What are redial rules?
Redial rules are a set of parameters that enable the system to make another attempt to contact calls that didn’t connect. Managers determine the settings the system should follow, including:
- Which dispositions receive a callback
- No answer
- How long to wait before the next call attempt
- How many call attempts to make
- Whether or not to follow up with an SMS message
When a call is within these parameters, the system places the individual number back into the queue depending on the call back time chosen. There is no need for your agents to remember to make another attempt; the software handles these redials for them.
How do redial rules differ from recycling data?
Recycling data takes a list or an entire campaign, scrubs Live Answers and other selected dispositions and creates a new list to dial. In order to recycle, though, you must wait until the campaign is completed and every lead has been dialed.
Initiate a recycle when your list or campaign is out of new leads to dial. Determine which dispositions to While it is not as time-sensitive to recycle your lists and campaigns, it keeps all of your data together.

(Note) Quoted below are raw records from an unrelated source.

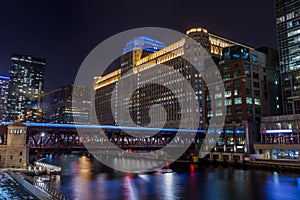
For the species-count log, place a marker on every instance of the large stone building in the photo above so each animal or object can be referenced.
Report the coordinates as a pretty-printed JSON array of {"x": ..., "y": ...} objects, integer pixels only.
[
  {"x": 3, "y": 96},
  {"x": 280, "y": 133},
  {"x": 13, "y": 149},
  {"x": 251, "y": 80},
  {"x": 25, "y": 85},
  {"x": 58, "y": 105}
]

Which is better: redialing or recycling?
You can use redialing and recycling for two different purposes. Redialing is useful for a guaranteed call attempt after a set number of hours or days. You don’t have to wait until dialing through the entire list or campaign; redial rules insert attempts back into the current calling queue.
Depending on how long it takes your agents to move through the data on a campaign, callbacks might not happen for days to weeks at a time. If you want to call no answers again in a timely fashion, redial rules are a strategic option.
Once you’ve reached the end of your redials, though, and your campaigns have no more leads, it’s time to recycle your lists. Scrub the dispositions you don’t want to dial then reattach the new list either to your original campaign or create a new one.
Using redial rules and recycling together is the best approach for dialing through your lists. Each has positives to their use; when you combine them, you’ll follow up on more calls and your contact ratios will skyrocket.